Wayne’s room was empty again, except for a nurse, busy checking his vitals. I stopped to steal another glance at him, memorizing every scrape and bruise so that I could recall them later after the shock wore off and I was alone with my guilt.

My mom rubbed a hand over my back. “We’ll come see him again tomorrow,” she said, directing me towards the door.

Matilda’s parents, Mr. and Mrs. Hunt, were still in the hallway talking to Wayne’s parents. I only recognized them from the commercials they did for their Hubbard Lake resort. Mrs. Hunt noticed me and grabbed my hand as I walked by. “Were you a friend of Mattie’s?”

“Uh, I, I...” My heart froze in my chest, refusing to lay another lie on top of the one I was already regretting.

“She grew up with Wayne. We live next door to the Russell family,” my mother interjected, much to my relief.

“I’m sorry for your loss,” I added quietly. It wasn’t really a lie. I was sorry she was hurting. I was sorry her little girl was gone forever. I wasn’t sorry that Matilda happened to be that girl.

My lack of guilt for Matilda’s death spawned some vicious hybrid form of guilt that had a direct link to my stomach, and I felt it churn again. I swallowed down the bile in my throat and took my hand back from Mrs. Hunt.

“Susan,” Officer Russell pulled her attention back to the conversation they had been having before I distracted her. “Why don’t you and Ned go home and get some rest. We can go over the rest of the insurance paperwork tomorrow.”

My mom gave Mrs. Russell a hug goodbye, and we went down to the lobby where my dad waited, holding three paper cups of coffee. He handed one to each of us.
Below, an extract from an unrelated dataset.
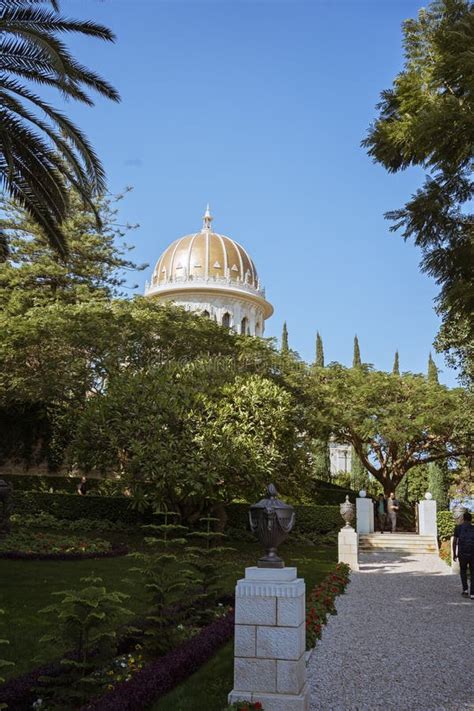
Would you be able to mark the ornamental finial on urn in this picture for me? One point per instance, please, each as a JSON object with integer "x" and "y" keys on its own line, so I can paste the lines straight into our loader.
{"x": 271, "y": 520}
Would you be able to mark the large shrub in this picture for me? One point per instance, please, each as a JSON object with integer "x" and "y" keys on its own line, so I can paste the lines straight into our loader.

It was the first time he had ever offered me coffee. I had a feeling that the crappy brand the hospital gave away would turn me off of the stuff forever, but I drank it down anyway, letting it scald my tongue and throat.

“We better get on home,” my mom sighed. “I need to bake a few casseroles to take over to the Russells and the Hunts later.”

Like a casserole was going to fix anything. According to my mom though, the first thing people forgot when there was a disaster was food. She said that’s why there was so much of it at wakes.

Just the thought of food made my stomach grumble again. The stale hospital coffee swirled around in my gut violently, but I finished it off anyway, wishing I had something stronger.